La filosofia kitsch di Anderson viene dimenticata (e questo è un bene), ma il film soffre di gravi problemi di scrittura: nonostante più o meno tutti gli spettatori sappiano che piega prenderà il racconto, nella prima parte la pellicola appare macchinosa e, prima che riesca effettivamente ad ingranare, passano parecchi preziosi minuti che finiscono per spegnere piano piano l’attenzione dello spettatore. Si potrebbe pensare che questa sia una scelta voluta per approfondire maggiormente i personaggi: purtroppo invece tutti i personaggi sono monodimensionali e la loro caratterizzazione è pressoché inesistente. Dalla protagonista al fratello Chris (Robbie Amell), passando per il tormentato poliziotto Leon (Avan Jogia), nonostante gli attori posseggano le caratteristiche fisiche più appropriate per un film come questo, i personaggi risultano senza mordente e davvero poco accattivanti, dimostrandosi dimenticabili al di là di probabili approfondimenti futuri.
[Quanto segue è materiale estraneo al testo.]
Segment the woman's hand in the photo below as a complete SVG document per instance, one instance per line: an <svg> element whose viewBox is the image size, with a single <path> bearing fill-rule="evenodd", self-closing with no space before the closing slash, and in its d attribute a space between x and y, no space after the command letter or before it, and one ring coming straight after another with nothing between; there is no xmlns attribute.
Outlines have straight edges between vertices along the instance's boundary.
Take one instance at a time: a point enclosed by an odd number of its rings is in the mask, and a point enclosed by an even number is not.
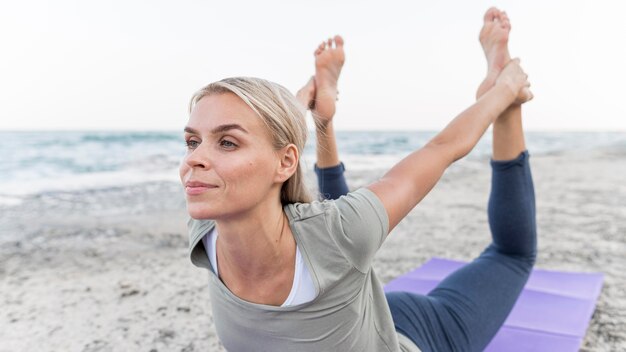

In una pellicola del genere la scala di valori dovrebbe avere al suo vertice paura e tensione causate dalle immagini, ma anche in questo Resident Evil: Welcome To Raccoon City zoppica pesantemente data la scarsa capacità del regista di alimentare la suspense narrativa e trasmette emozioni forti alla platea. La creatura di Johannes Roberts non spaventa, non inquieta e non crea nemmeno quel sano divertimento grezzo che altri titoli di genere possiedono: quella messa in scena è una rappresentazione poco ispirata e senza cuore, incapace di aggiornare lo zombie movie e di conferire qualcosa di nuovo al filone.
Probabilmente gli amanti del videogioco troveranno in questo Resident Evil: Welcome To Raccoon City una visione divertente grazie ai molti richiami al medium originale, mentre gli spettatori che non conoscono la saga videoludica assistono ad una pellicola svogliata e poco coinvolgente. Peccato, ancora una volta un film tratto da un videogioco perde la possibilità di mettere in comunicazione in modo efficace i due mondi.